CONCURRENCE (McAnany, J.): Judge McAnany concurred with the majority decision except that he would have the matter heard by the same judge on remand.
STATUTE: K.S.A. 2015 Supp. 8-1568, 60-4104(z), -4106, -4109(a)(4), -4111, -4111(a), -4114
Kansas Court of Appeals – Criminal
Criminal History–Invited Error–Sentencing
FACTS: Thomas was convicted of second-degree murder in 2002. He was assigned a criminal history score of B, in part because of a 1990 juvenile adjudication for "Burglary (Building Used As A Dwelling)" and classified as a person felony. In 2015, Thomas filed a motion to correct illegal sentence in which he argued that the sentencing court misclassified his 1990 burglary adjudication as a person offense. In denying his motion, the district court found that the Kansas Supreme Court's decision in State v. Dickey did not allow Thomas to raise a constitutional challenge in a post-direct appeal motion to correct an illegal sentence. Thomas appeals.
ISSUE: May a district court correct an illegal sentence in a post-direct appeal motion?
HELD: Even though Thomas did not challenge his criminal history score at sentencing, Thomas' appeal here is not barred by the doctrines of either waiver or invited error. There was no indication from the record on appeal that Thomas personally knew he was waiving any rights, such as the right to have a jury make factual findings regarding the classification of an offense. Likewise, Thomas' claim is not barred by res judicata. And because Dickey was not a change in the law but rather an application of a constitutional rule, it may be applied retroactively. The 1990 statute under which Thomas was adjudicated did not have a dwelling element, so to classify the adjudication as a person crime, the district court necessarily had to find that the prior adjudication involved a dwelling. Under Apprendi and its progeny, only a jury can make that finding. Thomas' 1990 adjudication should have been classified as a nonperson offense. Because it was not, Thomas' current sentence is illegal. Thomas must be resentenced.
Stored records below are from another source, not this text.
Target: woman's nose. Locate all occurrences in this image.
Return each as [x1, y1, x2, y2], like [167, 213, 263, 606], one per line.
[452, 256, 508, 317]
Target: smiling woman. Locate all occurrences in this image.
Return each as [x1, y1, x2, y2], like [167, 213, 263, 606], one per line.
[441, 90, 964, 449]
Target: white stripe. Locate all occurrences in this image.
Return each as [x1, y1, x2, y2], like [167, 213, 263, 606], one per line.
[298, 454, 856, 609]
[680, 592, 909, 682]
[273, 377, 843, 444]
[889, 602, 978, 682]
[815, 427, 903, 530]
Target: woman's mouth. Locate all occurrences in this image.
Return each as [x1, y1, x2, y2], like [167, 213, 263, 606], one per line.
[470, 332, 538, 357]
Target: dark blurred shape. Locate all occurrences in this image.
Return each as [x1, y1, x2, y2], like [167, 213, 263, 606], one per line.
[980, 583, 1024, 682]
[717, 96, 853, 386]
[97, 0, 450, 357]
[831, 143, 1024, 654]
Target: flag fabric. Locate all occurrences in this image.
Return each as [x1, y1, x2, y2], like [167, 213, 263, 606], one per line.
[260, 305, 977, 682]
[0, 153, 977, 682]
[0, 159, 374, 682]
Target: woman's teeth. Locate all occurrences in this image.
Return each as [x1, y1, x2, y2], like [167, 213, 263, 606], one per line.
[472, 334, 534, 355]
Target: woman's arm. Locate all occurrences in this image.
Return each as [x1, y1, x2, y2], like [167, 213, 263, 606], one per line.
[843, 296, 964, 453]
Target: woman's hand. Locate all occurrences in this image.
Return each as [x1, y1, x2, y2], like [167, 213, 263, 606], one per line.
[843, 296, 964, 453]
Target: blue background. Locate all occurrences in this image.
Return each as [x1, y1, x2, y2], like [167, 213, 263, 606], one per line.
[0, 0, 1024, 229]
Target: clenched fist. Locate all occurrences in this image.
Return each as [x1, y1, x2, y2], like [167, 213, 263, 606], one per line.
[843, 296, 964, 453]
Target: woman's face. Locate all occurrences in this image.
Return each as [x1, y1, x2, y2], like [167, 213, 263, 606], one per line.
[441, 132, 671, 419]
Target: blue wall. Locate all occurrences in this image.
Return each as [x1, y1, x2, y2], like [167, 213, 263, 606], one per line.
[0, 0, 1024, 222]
DISSENT (Gardner, J.): Thomas had an obligation to challenge his criminal history score at sentencing. And Dickey bars a post-sentencing challenge to any convictions listed in the presentence investigation report. In this case, the nature of Thomas' adjudication meant that the district court did not have to engage in fact-finding to find that Thomas committed a person crime.